Blockchain exchanges and traditional exchanges have been seen as polar opposites. That’s because blockchain exchanges are seen as a more open, community-focused option, but traditional exchanges are seen as relics of the old financial system, stuffy and opposed to blockchain technology and crypto.
It seems that this relation is going to change, as blockchain exchanges have finally begun to be strategic partners with traditional stock exchanges, which allow the blockchain exchanges to utilize their technology in their operations. Is it the future of blockchain exchanges?
There are a lot of disadvantages with traditional exchange platforms that blockchain technology and exchanges can fix. First of all, traditional exchanges are open at market hours, which can limit the trading activity of retail investors who might be busy during that.
Additionally, traditional exchanges usually have expensive and complex fee schemes for trading. This can also put off investors with less money from trading altogether.
Many traditional exchanges are still slightly out of reach for the more small-time retail investors who still want to get involved in trading. This is because many traditional exchanges don’t offer fractional purchasing, that is the act of purchasing a fraction of an asset. Rather, the user will be required to buy a certain amount of the asset or a single value of the asset.
Despite the innate advantages of blockchain-operated exchange platforms, there are still many benefits that can be gained through blockchain exchanges utilizing technology created by traditional exchanges.
Some traditional exchanges have developed trading systems that can be easily scaled as trading volume rises; with the exponential rise in the popularity of cryptocurrencies, ensuring scalability is essential to a cryptocurrency exchange’s operations. Additionally, these trading systems experience low down-time and have high resilience, that ensure a seamless trading experience.
additionally, there has been a widespread belief by many detractors that crypto exchanges are unregulated. By forming partnerships with traditional exchanges, crypto exchanges display legitimacy, and traditional exchanges would not agree to work with the specific crypto exchanges otherwise.
Finally, many cryptocurrency exchanges have faced issues of unethical trading. Meanwhile, traditional stock exchanges have systems in place that automatically survey any and all trading activity on their platforms.

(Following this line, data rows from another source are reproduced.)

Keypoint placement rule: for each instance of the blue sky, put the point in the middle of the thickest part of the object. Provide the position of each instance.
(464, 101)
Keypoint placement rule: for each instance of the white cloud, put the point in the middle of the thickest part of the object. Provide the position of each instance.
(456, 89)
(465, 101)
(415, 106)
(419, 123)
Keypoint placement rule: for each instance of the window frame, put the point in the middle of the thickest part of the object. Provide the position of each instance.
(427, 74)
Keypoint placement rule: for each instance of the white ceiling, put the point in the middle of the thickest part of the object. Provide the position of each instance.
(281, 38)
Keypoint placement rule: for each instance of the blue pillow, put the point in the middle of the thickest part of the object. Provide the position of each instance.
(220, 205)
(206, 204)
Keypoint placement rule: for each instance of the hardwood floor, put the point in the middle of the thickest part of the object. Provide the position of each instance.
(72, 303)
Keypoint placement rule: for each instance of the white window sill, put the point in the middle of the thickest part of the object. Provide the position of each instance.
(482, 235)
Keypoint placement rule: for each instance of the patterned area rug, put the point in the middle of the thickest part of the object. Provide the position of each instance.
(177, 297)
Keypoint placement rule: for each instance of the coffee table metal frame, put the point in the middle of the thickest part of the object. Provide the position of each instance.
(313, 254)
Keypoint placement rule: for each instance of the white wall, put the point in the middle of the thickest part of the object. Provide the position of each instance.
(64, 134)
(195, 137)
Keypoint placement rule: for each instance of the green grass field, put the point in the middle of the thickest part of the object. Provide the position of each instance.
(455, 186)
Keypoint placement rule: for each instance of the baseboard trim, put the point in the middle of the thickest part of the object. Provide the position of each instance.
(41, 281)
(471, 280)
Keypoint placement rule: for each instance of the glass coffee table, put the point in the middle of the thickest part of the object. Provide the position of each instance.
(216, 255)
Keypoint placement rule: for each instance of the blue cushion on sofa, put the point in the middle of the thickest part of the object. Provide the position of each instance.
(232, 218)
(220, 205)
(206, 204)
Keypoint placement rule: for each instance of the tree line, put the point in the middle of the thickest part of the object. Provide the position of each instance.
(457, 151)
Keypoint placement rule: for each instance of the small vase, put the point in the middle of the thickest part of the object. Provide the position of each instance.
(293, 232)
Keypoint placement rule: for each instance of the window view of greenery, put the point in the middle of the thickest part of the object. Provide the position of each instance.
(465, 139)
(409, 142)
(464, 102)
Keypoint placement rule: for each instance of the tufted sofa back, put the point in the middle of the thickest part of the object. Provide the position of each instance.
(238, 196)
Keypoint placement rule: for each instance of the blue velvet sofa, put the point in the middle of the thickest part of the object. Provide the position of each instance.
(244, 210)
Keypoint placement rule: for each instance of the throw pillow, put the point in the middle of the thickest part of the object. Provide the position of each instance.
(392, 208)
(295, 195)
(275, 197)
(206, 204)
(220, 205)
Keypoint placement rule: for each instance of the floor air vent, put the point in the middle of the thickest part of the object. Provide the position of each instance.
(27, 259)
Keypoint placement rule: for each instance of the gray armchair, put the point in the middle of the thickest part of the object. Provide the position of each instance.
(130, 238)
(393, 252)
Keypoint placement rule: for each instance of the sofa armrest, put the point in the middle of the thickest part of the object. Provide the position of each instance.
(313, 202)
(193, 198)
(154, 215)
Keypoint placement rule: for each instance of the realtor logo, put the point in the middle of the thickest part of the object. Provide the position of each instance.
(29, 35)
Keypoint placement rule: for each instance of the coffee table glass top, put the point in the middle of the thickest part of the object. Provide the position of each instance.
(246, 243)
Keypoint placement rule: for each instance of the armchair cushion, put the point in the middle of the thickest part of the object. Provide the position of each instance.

To compare, cryptocurrency exchanges have only recently begun to make use of these technologies to ensure ethical trading and to decrease the cost of surveillance operations, making crypto exchanges safer for traders.
The partnerships between traditional stock and asset exchanges and crypto trading platforms can help to continue a growing trend whereby cryptocurrencies are seen as a valuable, safe and valid asset for trading.